If American school children couldn't identify the nation's first populist president, one Andrew Jackson, Tennesseans would be irked.
But suppose Tennessee school children didn't know the answer either? We'd be shamed.
Anecdotal evidence as well as recent national tests suggest that questions like that aren't getting the correct response from a generation of students. The nation's obsession with reading, writing and arithmetic scores has left little time for the basics of history and citizenship.
To correct that oversight, Tennessee Sen. Lamar Alexander has joined with Sen. Edward Kennedy, D-Mass., in proposing the American History Achievement Act. The legislation modestly suggests improved testing in civics and history so educators can determine what states are doing well in teaching history and what states aren't so they can pick up new ideas.
The bill, which would establish a 10-state pilot study on the National Assessment of Education Progress test in U.S. history, follows up on the successful passage of legislation to create summer academies for teaching history.

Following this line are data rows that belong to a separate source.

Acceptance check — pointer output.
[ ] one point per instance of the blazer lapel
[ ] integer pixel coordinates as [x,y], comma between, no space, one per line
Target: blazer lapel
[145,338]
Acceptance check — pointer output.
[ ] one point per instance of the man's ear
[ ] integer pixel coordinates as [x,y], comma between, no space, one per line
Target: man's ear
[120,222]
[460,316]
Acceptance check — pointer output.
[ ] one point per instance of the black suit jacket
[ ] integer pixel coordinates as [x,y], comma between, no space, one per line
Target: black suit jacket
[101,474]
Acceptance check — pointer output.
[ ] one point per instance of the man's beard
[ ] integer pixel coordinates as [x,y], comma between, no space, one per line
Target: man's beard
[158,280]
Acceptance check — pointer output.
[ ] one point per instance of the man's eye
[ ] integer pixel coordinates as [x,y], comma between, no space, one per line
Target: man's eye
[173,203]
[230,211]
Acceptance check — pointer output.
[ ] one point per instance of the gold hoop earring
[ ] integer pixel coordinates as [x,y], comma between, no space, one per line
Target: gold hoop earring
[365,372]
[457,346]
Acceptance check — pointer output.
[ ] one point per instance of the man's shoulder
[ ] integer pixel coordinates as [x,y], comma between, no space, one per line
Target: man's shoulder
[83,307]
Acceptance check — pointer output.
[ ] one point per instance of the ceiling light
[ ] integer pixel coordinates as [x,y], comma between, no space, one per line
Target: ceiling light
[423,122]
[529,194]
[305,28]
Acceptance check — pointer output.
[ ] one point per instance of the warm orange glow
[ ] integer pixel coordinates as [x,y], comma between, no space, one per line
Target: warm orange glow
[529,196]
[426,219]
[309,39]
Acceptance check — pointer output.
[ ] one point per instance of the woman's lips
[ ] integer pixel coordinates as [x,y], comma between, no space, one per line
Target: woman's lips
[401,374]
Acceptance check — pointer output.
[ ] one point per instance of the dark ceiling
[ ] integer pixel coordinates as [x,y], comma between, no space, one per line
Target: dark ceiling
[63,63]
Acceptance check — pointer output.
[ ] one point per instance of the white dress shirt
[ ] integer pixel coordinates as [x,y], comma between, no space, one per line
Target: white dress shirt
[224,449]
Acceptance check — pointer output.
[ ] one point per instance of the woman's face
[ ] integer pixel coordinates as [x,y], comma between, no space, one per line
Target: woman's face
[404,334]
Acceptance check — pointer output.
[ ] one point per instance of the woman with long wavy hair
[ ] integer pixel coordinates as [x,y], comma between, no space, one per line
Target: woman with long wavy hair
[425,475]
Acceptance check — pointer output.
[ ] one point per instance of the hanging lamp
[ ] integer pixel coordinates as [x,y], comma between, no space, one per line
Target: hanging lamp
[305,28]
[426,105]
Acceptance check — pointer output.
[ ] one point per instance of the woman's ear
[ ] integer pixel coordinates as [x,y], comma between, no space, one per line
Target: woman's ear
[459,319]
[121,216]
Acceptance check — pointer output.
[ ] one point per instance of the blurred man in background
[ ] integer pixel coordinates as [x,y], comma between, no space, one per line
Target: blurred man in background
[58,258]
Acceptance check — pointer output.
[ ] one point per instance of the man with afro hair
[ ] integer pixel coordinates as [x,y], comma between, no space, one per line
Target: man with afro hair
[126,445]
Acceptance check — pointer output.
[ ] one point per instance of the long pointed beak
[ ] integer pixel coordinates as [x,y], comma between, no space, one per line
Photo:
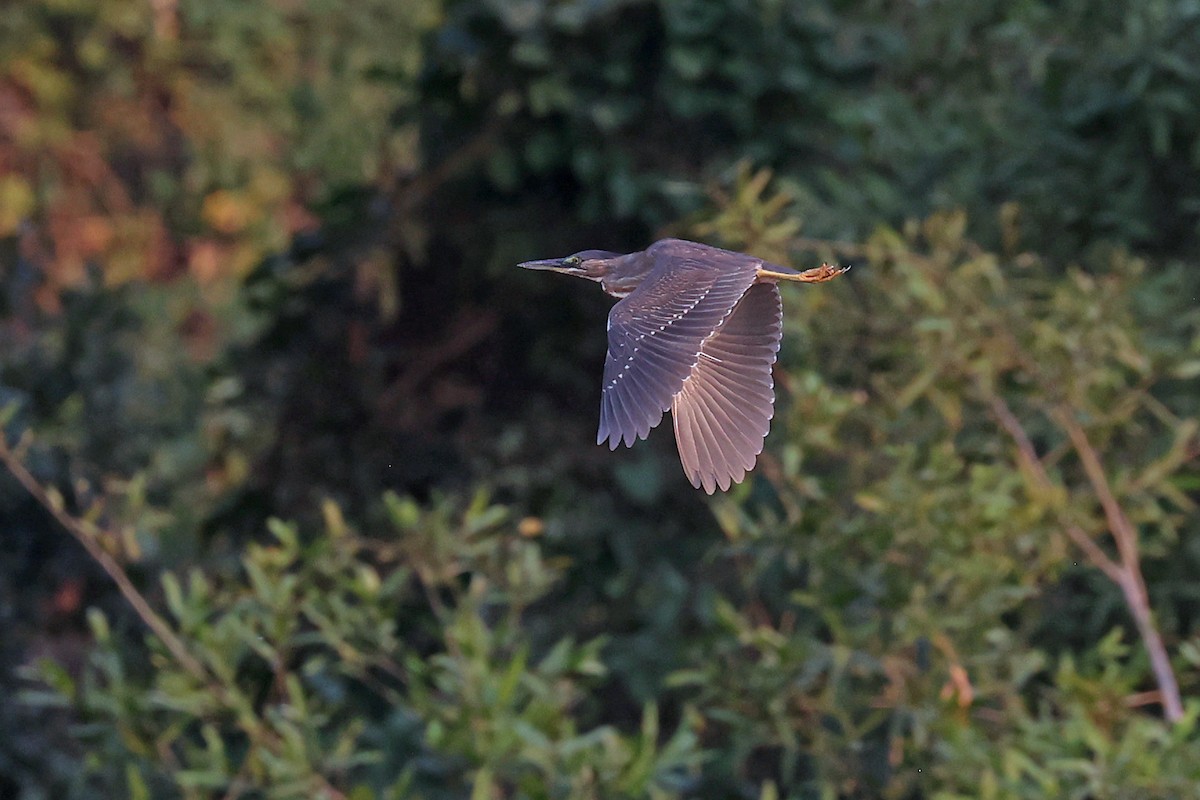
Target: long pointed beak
[552,264]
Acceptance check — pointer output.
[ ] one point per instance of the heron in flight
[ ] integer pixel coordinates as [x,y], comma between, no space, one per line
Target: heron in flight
[696,331]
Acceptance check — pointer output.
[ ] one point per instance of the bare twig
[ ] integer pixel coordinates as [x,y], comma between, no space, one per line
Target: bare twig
[1125,573]
[1133,583]
[255,728]
[153,620]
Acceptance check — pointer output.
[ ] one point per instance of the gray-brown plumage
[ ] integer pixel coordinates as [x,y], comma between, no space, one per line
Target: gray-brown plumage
[696,331]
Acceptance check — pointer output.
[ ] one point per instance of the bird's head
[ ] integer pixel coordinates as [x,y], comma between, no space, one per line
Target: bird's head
[592,264]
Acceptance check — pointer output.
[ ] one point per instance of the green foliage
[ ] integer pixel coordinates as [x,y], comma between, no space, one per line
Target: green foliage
[391,669]
[257,266]
[1079,112]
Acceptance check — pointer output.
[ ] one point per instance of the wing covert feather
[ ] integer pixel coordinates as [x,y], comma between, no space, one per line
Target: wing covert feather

The noted historian and author David McCullough testified at a hearing on the new proposal recently along with Tennessee's own Dr. Charles Smith, former state education commissioner and now executive director of the NAEP.
Their conclusions? Students today aren't gaining the enjoyment of the nation's history lessons or the education needed to become good citizens in a nation that desperately needs their participation.
Before the nation forgets its past, Alexander's bill shows them where to go in the future. Americans can use the history lesson.